En el Gobierno advirtieron a este medio que, si no cumple con la conciliación obligatoria, la UTA podría perder la personería, al igual que ocurre con los ferroviarios de La Fraternidad, que se encuentran en una posición similar.
Las empresas del sector, hasta último momento, esperaban que el sindicato diera marcha atrás y no se sumara a la protesta, considerando que “varios delegados les habían dicho eso a sus directivos”.
“Nosotros ya les avisamos formalmente a los choferes que este jueves van a estar todas las unidades listas y a disposición para que los recorridos se hagan con total normalidad, pero si no aparecen los conductores no podemos hacer nada. Lo que nos preocupa es que por esto el Gobierno nos terminen multando”, señaló a este medio un integrante de una de las principales cámaras empresarias de colectivos urbanos.
En cuanto al cierre de la planta de FATE, fue el propio presidente Javier Milei el que insinuó, a través de un posteo que hizo en las redes sociales, que se anunció el miércoles para generar ruido durante la discusión de la reforma laboral.
“¿Conspiranoico yo?

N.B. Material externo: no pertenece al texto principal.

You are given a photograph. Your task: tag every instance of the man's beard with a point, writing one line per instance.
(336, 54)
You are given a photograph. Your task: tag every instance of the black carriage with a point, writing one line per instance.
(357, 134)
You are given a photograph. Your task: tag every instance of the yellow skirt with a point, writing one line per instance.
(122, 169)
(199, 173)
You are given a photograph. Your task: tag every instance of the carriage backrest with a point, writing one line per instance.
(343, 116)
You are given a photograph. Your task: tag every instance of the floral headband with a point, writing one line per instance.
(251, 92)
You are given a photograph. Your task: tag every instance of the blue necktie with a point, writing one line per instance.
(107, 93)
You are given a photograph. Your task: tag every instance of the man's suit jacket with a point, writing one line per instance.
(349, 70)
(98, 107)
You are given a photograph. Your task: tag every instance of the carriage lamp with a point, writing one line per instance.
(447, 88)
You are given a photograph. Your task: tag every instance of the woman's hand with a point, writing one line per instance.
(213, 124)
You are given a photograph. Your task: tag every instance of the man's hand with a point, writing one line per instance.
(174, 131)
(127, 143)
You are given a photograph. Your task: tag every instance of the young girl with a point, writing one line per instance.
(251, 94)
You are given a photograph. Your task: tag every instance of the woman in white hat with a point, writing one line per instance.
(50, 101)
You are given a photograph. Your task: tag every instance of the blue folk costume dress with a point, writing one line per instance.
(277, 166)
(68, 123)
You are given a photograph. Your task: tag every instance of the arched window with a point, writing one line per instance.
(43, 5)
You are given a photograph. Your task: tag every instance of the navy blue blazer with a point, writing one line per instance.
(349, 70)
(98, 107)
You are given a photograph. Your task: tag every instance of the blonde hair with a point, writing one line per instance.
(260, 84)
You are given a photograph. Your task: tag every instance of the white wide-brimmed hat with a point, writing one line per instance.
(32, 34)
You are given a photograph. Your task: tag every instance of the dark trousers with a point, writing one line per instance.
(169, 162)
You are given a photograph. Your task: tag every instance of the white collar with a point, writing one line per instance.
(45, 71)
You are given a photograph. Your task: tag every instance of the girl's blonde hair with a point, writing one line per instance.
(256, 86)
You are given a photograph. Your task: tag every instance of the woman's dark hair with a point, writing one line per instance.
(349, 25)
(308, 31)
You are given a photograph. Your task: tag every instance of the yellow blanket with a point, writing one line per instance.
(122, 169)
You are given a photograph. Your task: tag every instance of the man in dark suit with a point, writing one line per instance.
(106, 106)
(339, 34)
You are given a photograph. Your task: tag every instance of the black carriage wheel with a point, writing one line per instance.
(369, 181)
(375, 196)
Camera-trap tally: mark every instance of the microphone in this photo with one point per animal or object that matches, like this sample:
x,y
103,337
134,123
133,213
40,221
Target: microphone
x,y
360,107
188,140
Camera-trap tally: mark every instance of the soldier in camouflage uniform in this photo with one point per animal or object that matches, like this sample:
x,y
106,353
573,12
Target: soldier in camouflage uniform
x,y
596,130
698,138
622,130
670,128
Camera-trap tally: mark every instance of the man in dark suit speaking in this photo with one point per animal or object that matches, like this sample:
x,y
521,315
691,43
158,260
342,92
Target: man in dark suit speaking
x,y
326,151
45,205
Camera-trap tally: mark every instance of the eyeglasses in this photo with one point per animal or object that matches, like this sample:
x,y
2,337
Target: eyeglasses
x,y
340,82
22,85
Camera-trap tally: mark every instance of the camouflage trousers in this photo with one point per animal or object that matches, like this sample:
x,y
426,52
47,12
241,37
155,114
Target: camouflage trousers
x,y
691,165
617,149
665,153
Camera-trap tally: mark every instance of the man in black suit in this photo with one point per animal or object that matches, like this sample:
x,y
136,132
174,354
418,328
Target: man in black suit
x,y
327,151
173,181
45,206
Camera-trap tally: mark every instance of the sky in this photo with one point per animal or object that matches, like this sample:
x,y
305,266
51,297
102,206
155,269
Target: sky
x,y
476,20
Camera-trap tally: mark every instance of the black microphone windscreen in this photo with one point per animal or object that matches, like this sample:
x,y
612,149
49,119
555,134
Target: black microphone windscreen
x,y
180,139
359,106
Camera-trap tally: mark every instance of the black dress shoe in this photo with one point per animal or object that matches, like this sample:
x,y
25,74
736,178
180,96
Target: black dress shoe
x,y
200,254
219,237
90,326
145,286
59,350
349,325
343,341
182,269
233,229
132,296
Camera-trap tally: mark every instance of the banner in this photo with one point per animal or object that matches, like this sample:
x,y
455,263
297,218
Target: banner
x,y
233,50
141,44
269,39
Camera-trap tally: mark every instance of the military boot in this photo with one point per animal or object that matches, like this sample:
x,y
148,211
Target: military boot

Fin», escribió el mandatario nacional, en un mensaje que aparentemente estaba dirigido a Javier Madanes Quintanilla, dueño de la compañía fabricante de neumáticos, quien se mostraba crítico de la gestión libertaria.
En este sentido, en el Poder Ejecutivo señalaban que desde 2019 la firma afrontaba un plan preventivo de crisis y que desde hace meses tenía riesgo de cerrar, pero “justo lo vienen a anunciar ahora”.
En X, algunos referentes libertarios consideraron que la decisión de Madanes Quintanilla tuvo que ver con el hecho de que es también propietario de Aluar, una de las compañías más importantes en la venta de aluminio, producto que no formó parte del acuerdo comercial con Estados Unidos.
En este contexto complejo se votará este jueves en la Cámara de Diputados la reforma laboral, durante una sesión que podría durar más de 15 horas, según estiman en la Casa Rosada.
Si es aprobada, debido a sus modificaciones, deberá volver al Senado. El oficialismo quiere convertirla en ley antes de la finalización de las sesiones extraordinarias.